Ellie moved her coffee mug out of the way as the waiter approached with her breakfast.

“The thing is,” Donal went on while she began to eat, “you’ll meet some grand folks doing portrait and commissioned work, but some of the punters are so bad you just want to chuck it all and get an office job. Sounds like your man Patterson’s one of those.”

Ellie gave him a glum nod of agreement. She dipped a piece of toast in the yolk of her egg, but didn’t lift it to her mouth.

“Do you think he’ll really sic a lawyer on me?” she asked.
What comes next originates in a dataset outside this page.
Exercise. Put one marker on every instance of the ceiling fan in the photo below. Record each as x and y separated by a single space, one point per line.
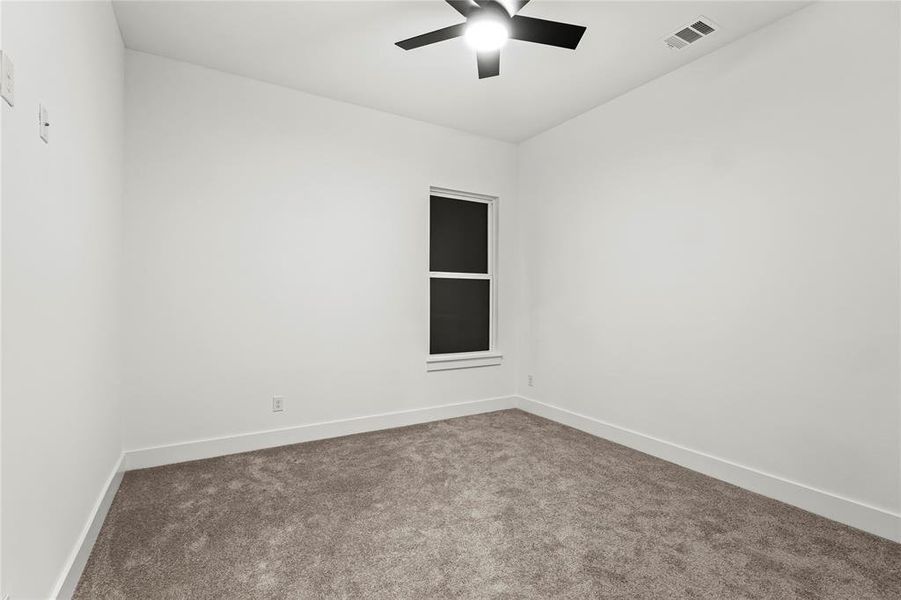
490 23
Donal shook his head. “It wouldn’t be worth his while. The bloody lawyer’d cost him way more than your deposit. There’d be no profit in it and from what you say, Patterson would be one to want a profit.”

“Except he could do it for meanness,” Ellie said. She put the bite of toast in her mouth.

“There’s that,” Donal told her. “I don’t know your man at all, but if he’s got the connections he says he does, you could find your commissions in the business sector drying up.”

“What can I do?”

“I’ve told you before. You need to do a show. It doesn’t have to be a big deal, but you have to get your own work out there for the public to see. Build up a reputation in the real world, not with corporate punters like Patterson. You know, the kind of man who likes to think that even his shite smells lovely and will turn him a profit.”

“But I’ve got nothing to show. And what would I live on while I was getting enough together to do a show?”

“Well… “Donal said.

He let the word hang there. Ellie waited a moment, then she realized what he was getting at.

“You think I should go up to Kellygnow,” she said.

Donal nodded. “And find out what the mysterious Musgrave Wood has to offer.”

“It might be nothing like you’re thinking,” Ellie told him. “With the caliber of artists that’s usually in residence there, I doubt there’d be either a commission or a residency in the offing.”

“I think you’re selling yourself short.”

“Butstill…”

Donal wouldn’t let it go. “Until you follow up on it…”

“I won’t know.” Ellie sighed. “I hate this kind of thing. I’d have no idea what to say.”

“If it’ll make you feel any better, I’ll come up with you.”

“Really?”

He gave her one of his rare smiles. “Sure. And who knows? Maybe your man Wood—”

“Who’s actually a woman.”

“Maybe she’ll offer me a gig, too.”

Ellie laughed. “Maybe she will.”

“So that’s settled then. We’ll run by Kellygnow first thing tomorrow.”

Ellie immediately had a flutter of anxiety.

“I don’t know,” she said. “Maybe we should wait for a weekday.”

“And maybe we should wait until Riverdance becomes a weekly sitcom—which for all I know, might actually happen, and I wonder, would your man Whelan be pleased with that? But we won’t. You have to seize the cow by the horns.”